Llevó la lente hasta la cabeza del caballo y la alejó de la superficie de la pintura atrayéndola poco a poco hacia nosotros. Acerqué bien la cabeza para poder ver lo mejor posible lo que aumentaba la lente.
La nariz del caballo tenía algo extraño. Los ollares.
– ¿Lo has visto? -me preguntó el Maestro Osman.
Para estar seguro de lo que veía tenía que poner el ojo justo enfrente de la lente. Como el Maestro Osman estaba haciendo lo mismo al mismo tiempo, nos encontramos mejilla contra mejilla ante la lente, bastante alejada de la pintura. Sentir en mi cara la dureza de la barba seca del maestro y la frialdad de su mejilla me asustó por un instante.
Se produjo un silencio. Como si en la pintura que había a un palmo de nuestros cansados ojos ocurriera algo maravilloso y nosotros estuviéramos siendo testigos de ello con respeto y admiración.
– ¿Qué es eso que tiene en la nariz? -fui capaz de susurrar mucho después.
– Lo ha dibujado de una manera muy extraña -dijo el Maestro Osman sin apartar la mirada de la pintura.
– ¿Se le fue la mano? ¿Es un defecto?
Seguíamos examinando el extraño y peculiar dibujo de la nariz.
– ¿Es esto ese famoso «estilo» imitación de los francos del que todo el mundo ha empezado a hablar, incluidos los grandes ilustradores chinos? -preguntó con tono burlón el Maestro Osman.
Me dejé llevar por una cierta susceptibilidad creyendo que de quien se burlaba era de mi difunto Tío:
– Si un defecto no proviene de la falta de talento o habilidad sino de lo más profundo del alma del ilustrador, entonces es estilo, eso decía mi difunto Tío.
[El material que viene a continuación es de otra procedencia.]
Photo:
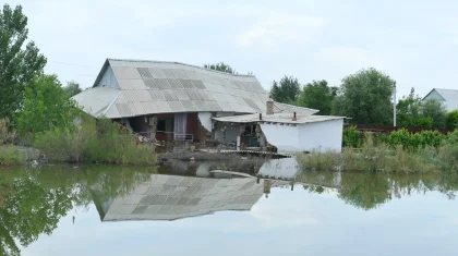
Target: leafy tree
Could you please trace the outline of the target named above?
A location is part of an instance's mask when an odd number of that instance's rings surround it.
[[[454,110],[447,114],[447,127],[458,129],[458,110]]]
[[[68,126],[75,114],[75,103],[63,90],[56,75],[40,75],[25,92],[24,107],[16,126],[21,134],[38,133]]]
[[[411,88],[409,96],[402,97],[396,106],[397,125],[401,127],[425,126],[425,124],[427,124],[425,123],[425,120],[420,120],[421,105],[420,96],[415,95],[414,88]]]
[[[51,234],[72,208],[72,187],[49,190],[33,176],[14,179],[0,207],[0,255],[20,255],[15,241],[27,246],[41,233]]]
[[[375,69],[351,74],[342,80],[332,112],[352,118],[355,124],[391,124],[393,85],[388,75]]]
[[[0,118],[13,120],[24,99],[25,88],[41,73],[46,58],[28,36],[27,17],[22,7],[9,4],[0,11]]]
[[[325,80],[306,84],[299,95],[298,106],[317,109],[321,114],[330,114],[337,87],[329,87]]]
[[[79,83],[74,81],[70,81],[70,82],[67,82],[67,86],[63,87],[63,92],[65,92],[65,94],[69,95],[70,97],[73,97],[80,94],[81,92],[83,92],[83,89],[81,89]]]
[[[280,80],[279,83],[274,81],[270,89],[270,97],[282,103],[292,103],[298,100],[301,94],[301,85],[298,78],[293,76],[286,76]]]
[[[229,74],[237,74],[236,70],[232,69],[230,65],[226,64],[225,62],[219,62],[216,64],[204,64],[205,69],[216,70],[220,72],[226,72]]]
[[[433,127],[445,127],[447,122],[447,110],[445,106],[436,100],[429,99],[423,102],[422,115],[433,119]]]

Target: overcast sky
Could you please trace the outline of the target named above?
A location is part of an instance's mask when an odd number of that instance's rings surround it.
[[[8,0],[22,4],[47,73],[92,86],[106,58],[224,61],[265,88],[376,68],[410,88],[458,88],[458,1]]]

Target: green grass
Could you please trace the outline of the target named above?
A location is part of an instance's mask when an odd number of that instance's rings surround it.
[[[25,151],[13,145],[0,146],[0,166],[20,166],[25,162]]]

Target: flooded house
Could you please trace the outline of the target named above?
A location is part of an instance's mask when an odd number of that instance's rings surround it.
[[[341,144],[342,118],[274,102],[253,75],[178,62],[107,59],[92,88],[73,98],[86,113],[150,141],[273,151]]]

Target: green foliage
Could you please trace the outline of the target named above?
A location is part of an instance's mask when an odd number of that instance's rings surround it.
[[[421,133],[409,133],[406,129],[391,132],[388,137],[388,143],[393,147],[398,145],[403,149],[415,151],[420,148],[439,147],[445,136],[437,131],[423,131]]]
[[[358,148],[361,146],[361,132],[357,126],[348,126],[343,129],[343,147]]]
[[[13,145],[0,145],[0,166],[20,166],[25,161],[25,151]]]
[[[126,127],[110,120],[98,120],[97,137],[87,143],[84,157],[93,162],[152,164],[156,161],[153,145],[137,144]]]
[[[421,118],[421,98],[415,95],[414,88],[411,88],[409,96],[402,97],[396,106],[396,122],[401,127],[413,127],[423,126],[431,127],[429,123],[422,122],[419,125],[419,119]]]
[[[312,151],[298,155],[298,162],[302,169],[315,171],[335,171],[339,168],[339,157],[335,151]]]
[[[0,146],[5,143],[11,143],[16,136],[11,126],[12,124],[8,118],[0,119]]]
[[[96,121],[81,113],[75,129],[55,127],[35,137],[34,146],[52,161],[153,164],[152,145],[137,144],[136,136],[111,120]]]
[[[70,81],[70,82],[67,82],[67,86],[63,87],[63,92],[69,97],[73,97],[73,96],[80,94],[81,92],[83,92],[83,89],[81,89],[79,83],[76,83],[74,81]]]
[[[43,72],[46,58],[28,36],[27,17],[22,7],[9,4],[0,11],[0,118],[14,120],[21,108],[24,92],[33,78]]]
[[[236,70],[233,70],[230,65],[226,64],[225,62],[220,62],[216,64],[204,64],[204,68],[229,73],[229,74],[237,74]]]
[[[285,76],[279,83],[274,81],[270,89],[270,98],[281,103],[294,103],[301,93],[298,78]]]
[[[458,110],[447,113],[447,127],[458,129]]]
[[[320,114],[330,114],[332,103],[337,94],[336,87],[329,87],[326,81],[313,81],[306,84],[298,98],[298,106],[318,109]]]
[[[429,99],[423,102],[422,114],[423,117],[430,117],[433,119],[433,127],[446,126],[447,110],[441,101],[436,99]]]
[[[24,106],[16,119],[22,135],[71,126],[75,103],[64,93],[56,75],[40,75],[35,87],[25,92]]]
[[[352,118],[355,124],[391,124],[393,85],[388,75],[375,69],[361,70],[342,80],[332,112]]]

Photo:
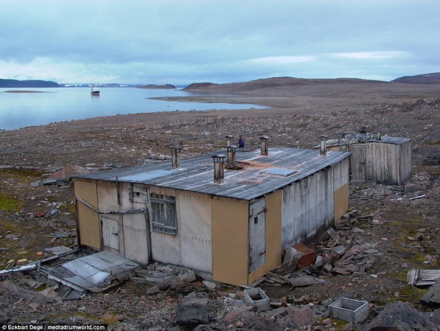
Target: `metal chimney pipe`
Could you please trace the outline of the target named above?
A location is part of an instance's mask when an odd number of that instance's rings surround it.
[[[171,169],[177,170],[180,169],[180,150],[182,147],[177,146],[171,147]]]
[[[321,155],[326,155],[327,153],[327,138],[328,136],[320,136],[319,138],[321,139]]]
[[[226,138],[226,146],[232,146],[234,145],[234,136],[230,134],[226,136],[225,138]]]
[[[223,160],[226,156],[220,154],[212,156],[214,160],[214,182],[215,184],[223,184],[225,182],[223,174]]]
[[[260,137],[261,140],[261,155],[267,155],[267,140],[270,139],[267,136]]]
[[[228,167],[234,167],[235,165],[235,160],[236,158],[236,149],[238,146],[231,145],[226,147],[228,149]]]

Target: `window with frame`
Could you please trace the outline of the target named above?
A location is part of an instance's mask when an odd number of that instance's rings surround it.
[[[130,201],[134,202],[147,202],[148,195],[145,184],[131,183],[129,187]]]
[[[153,231],[175,235],[177,233],[175,197],[151,193],[150,202]]]

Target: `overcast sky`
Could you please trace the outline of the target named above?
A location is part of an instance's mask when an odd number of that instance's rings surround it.
[[[440,72],[439,0],[0,0],[0,78],[188,84]]]

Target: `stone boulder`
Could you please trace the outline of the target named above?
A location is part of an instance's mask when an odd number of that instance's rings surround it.
[[[410,306],[397,301],[385,306],[366,327],[365,331],[438,331],[429,316]]]
[[[189,295],[177,306],[176,323],[183,325],[209,324],[208,299]]]
[[[429,288],[421,297],[421,302],[427,305],[440,306],[440,279]]]

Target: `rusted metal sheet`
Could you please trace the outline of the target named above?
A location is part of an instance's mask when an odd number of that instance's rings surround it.
[[[440,278],[440,270],[412,269],[406,275],[408,285],[430,286]]]
[[[272,148],[268,155],[254,150],[236,153],[241,170],[224,169],[224,182],[213,185],[212,156],[226,150],[182,160],[182,168],[173,170],[170,162],[113,169],[80,175],[78,178],[142,182],[146,184],[188,190],[218,196],[251,200],[300,180],[320,170],[333,167],[349,158],[350,153],[292,148]],[[269,168],[292,169],[297,172],[278,175],[265,171]],[[289,172],[290,173],[290,172]],[[245,184],[246,182],[250,184]]]

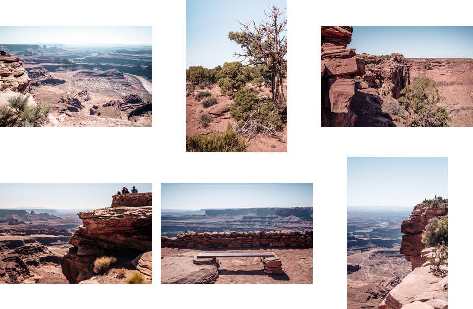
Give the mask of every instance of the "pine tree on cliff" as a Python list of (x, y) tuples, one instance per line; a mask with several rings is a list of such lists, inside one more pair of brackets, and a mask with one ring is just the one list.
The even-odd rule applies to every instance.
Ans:
[(241, 46), (243, 53), (235, 53), (242, 62), (248, 60), (253, 66), (265, 66), (269, 70), (264, 76), (265, 82), (271, 86), (273, 101), (279, 107), (286, 103), (283, 91), (283, 79), (287, 71), (287, 62), (284, 57), (288, 52), (288, 40), (282, 34), (286, 31), (287, 19), (278, 21), (286, 12), (273, 6), (269, 13), (265, 12), (268, 21), (259, 25), (252, 23), (243, 24), (240, 31), (229, 32), (228, 38)]
[(420, 77), (401, 91), (399, 104), (407, 113), (405, 124), (409, 127), (446, 127), (450, 120), (445, 107), (437, 104), (443, 100), (434, 81)]

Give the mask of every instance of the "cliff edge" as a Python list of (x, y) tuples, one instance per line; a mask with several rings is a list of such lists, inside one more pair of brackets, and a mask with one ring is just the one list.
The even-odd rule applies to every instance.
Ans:
[[(77, 214), (83, 224), (71, 238), (73, 247), (61, 262), (62, 273), (71, 283), (94, 276), (94, 261), (103, 256), (117, 259), (115, 268), (136, 269), (151, 280), (152, 194), (112, 198), (109, 208)], [(101, 281), (97, 278), (94, 282)]]

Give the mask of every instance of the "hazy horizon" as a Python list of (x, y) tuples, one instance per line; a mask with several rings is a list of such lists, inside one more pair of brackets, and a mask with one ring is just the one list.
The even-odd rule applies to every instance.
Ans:
[(151, 183), (0, 183), (0, 209), (75, 210), (110, 207), (123, 187), (152, 192)]
[(151, 45), (152, 39), (151, 26), (0, 26), (3, 44)]
[[(265, 11), (273, 4), (281, 11), (288, 6), (286, 0), (187, 0), (186, 68), (202, 65), (213, 68), (238, 61), (234, 52), (240, 52), (241, 48), (229, 40), (229, 32), (240, 30), (238, 21), (261, 22), (266, 18)], [(286, 12), (281, 20), (287, 17)]]
[(446, 157), (348, 157), (347, 209), (412, 209), (424, 199), (448, 198), (447, 174)]
[(163, 210), (312, 206), (311, 183), (162, 183)]
[(374, 55), (473, 58), (473, 26), (354, 26), (348, 48)]

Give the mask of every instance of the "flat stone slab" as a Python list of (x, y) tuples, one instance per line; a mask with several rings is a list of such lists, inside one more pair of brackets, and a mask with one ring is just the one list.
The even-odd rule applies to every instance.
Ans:
[(162, 283), (213, 283), (218, 277), (214, 265), (196, 265), (192, 258), (172, 257), (161, 259)]
[(274, 252), (235, 252), (232, 253), (199, 253), (197, 258), (274, 258)]

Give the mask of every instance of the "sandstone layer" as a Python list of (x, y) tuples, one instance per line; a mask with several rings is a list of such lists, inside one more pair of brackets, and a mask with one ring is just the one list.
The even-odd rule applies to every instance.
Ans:
[(355, 56), (354, 49), (347, 49), (352, 26), (322, 26), (321, 30), (322, 125), (352, 126), (356, 120), (350, 109), (355, 77), (363, 74), (364, 60)]
[(191, 232), (161, 236), (161, 247), (179, 248), (305, 247), (312, 246), (312, 231)]
[(429, 203), (417, 204), (407, 220), (403, 221), (401, 231), (403, 236), (400, 252), (411, 263), (412, 270), (420, 267), (426, 261), (421, 255), (425, 245), (422, 243), (422, 233), (429, 220), (448, 214), (448, 205), (440, 203), (438, 207), (431, 206)]
[[(62, 261), (62, 272), (69, 282), (78, 283), (91, 277), (93, 262), (100, 256), (112, 256), (117, 259), (117, 264), (128, 265), (152, 250), (152, 207), (147, 198), (151, 194), (120, 195), (119, 202), (114, 196), (113, 207), (78, 214), (83, 224), (71, 238), (73, 247)], [(136, 201), (145, 202), (138, 205)], [(133, 206), (122, 206), (120, 203)], [(134, 263), (140, 264), (136, 260)]]

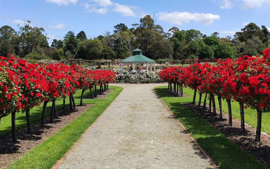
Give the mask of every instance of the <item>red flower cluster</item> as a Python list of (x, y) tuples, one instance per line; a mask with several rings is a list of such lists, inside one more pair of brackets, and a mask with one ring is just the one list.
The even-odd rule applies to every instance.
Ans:
[(168, 67), (161, 78), (183, 84), (199, 92), (216, 95), (256, 108), (270, 107), (270, 48), (263, 57), (243, 56), (235, 60), (195, 63), (188, 67)]
[(79, 89), (112, 82), (116, 73), (76, 65), (44, 65), (0, 56), (0, 118), (29, 110), (45, 101), (64, 98)]

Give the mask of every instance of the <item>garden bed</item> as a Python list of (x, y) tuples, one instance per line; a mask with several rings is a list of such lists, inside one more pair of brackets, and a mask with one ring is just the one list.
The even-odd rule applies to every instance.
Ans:
[[(173, 94), (168, 90), (164, 89), (172, 96), (175, 97)], [(235, 118), (232, 119), (232, 127), (228, 126), (229, 116), (222, 113), (222, 121), (219, 120), (220, 111), (217, 109), (217, 114), (213, 116), (208, 112), (208, 105), (207, 104), (207, 109), (203, 109), (202, 106), (198, 106), (198, 104), (183, 104), (193, 112), (202, 118), (212, 126), (214, 127), (224, 134), (227, 138), (232, 142), (240, 146), (241, 148), (255, 156), (262, 163), (270, 167), (270, 135), (262, 132), (260, 142), (254, 141), (256, 136), (256, 128), (245, 123), (246, 133), (242, 134), (241, 131), (241, 122)]]
[(45, 120), (44, 127), (41, 127), (39, 123), (32, 125), (32, 127), (33, 134), (28, 134), (27, 128), (18, 131), (16, 142), (12, 142), (11, 135), (0, 139), (0, 168), (6, 167), (13, 161), (56, 134), (92, 105), (77, 105), (76, 109), (71, 112), (69, 111), (69, 107), (67, 107), (66, 114), (63, 114), (62, 111), (59, 112), (59, 118), (55, 119), (52, 123), (50, 123), (50, 118), (48, 117)]

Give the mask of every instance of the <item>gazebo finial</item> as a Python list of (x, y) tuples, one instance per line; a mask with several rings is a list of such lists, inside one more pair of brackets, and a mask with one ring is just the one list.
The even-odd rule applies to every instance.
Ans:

Pero, proviniera de donde proviniese, de la mano del ilustrador o del caballo mismo, lo cierto era que no teníamos otra pista para encontrar al miserable que había asesinado a mi Tío que esta nariz. Porque en los caballos de la tinta corrida del papel que había salido del bolsillo del pobre Maese Donoso, no es que nos costara trabajo distinguir los ollares, sino las mismas narices.
Así pues, pasamos mucho tiempo buscando las pinturas de caballos que los queridos ilustradores del Maestro Osman habían hecho para todo tipo de libros y buscándoles defectos en los ollares. En las doscientas cincuenta ilustraciones del Libro de las festividades que estaba a punto de ser terminado, en las que se describían los desfiles, siempre a pie, de congregaciones y gremios ante Nuestro Sultán, había muy pocos caballos. Se enviaron hombres al edificio de los talleres, donde se guardaban ciertos libros de modelos y cuadernos de plantillas así como los libros recién terminados, y a las estancias privadas y al harén para que nos trajeran cuanto libro no estuviera guardado bajo siete llaves en el tesoro privado, por supuesto, todo con el permiso de Nuestro Sultán.
Primero examinamos el caballo castaño con una estrella en la frente y el gris de ojos de gacela que tiraban del carro funerario en la pintura a doble página que encontramos en el volumen del Libro de las victorias que nos habían traído de la habitación de uno de los príncipes y que mostraba las ceremonias de las exequias del sultán Solimán el Magnífico, muerto durante el sitio de Sigetvar, así como los melancólicos palafrenes adornados con sillas con brocados de oro y prodigiosos cobertores que acompañaban al cortejo. Todos aquellos los habían pintado Mariposa, Aceituna y Cigüeña. Tirasen del carro funerario de enormes ruedas o presentasen sus respetos mirando con ojos nublados el cadáver de su señor, bajo un grueso paño rojo, todos los caballos tenían la misma elegante postura, inspirada en los antiguos maestros de Herat, con una pata airosamente hacia delante y la otra firmemente plantada en el suelo junto a la primera. Todos tenían el cuello largo y curvo, la cola trenzada y las crines cortadas y peinadas, pero ninguno tenía en la nariz el defecto que buscábamos. Tampoco la tenía ninguno de los caballos que montaban los comandantes, sabios y religiosos que se habían unido al cortejo y que presentaban sus respetos al difunto sultán Solimán desde las colinas de los alrededores.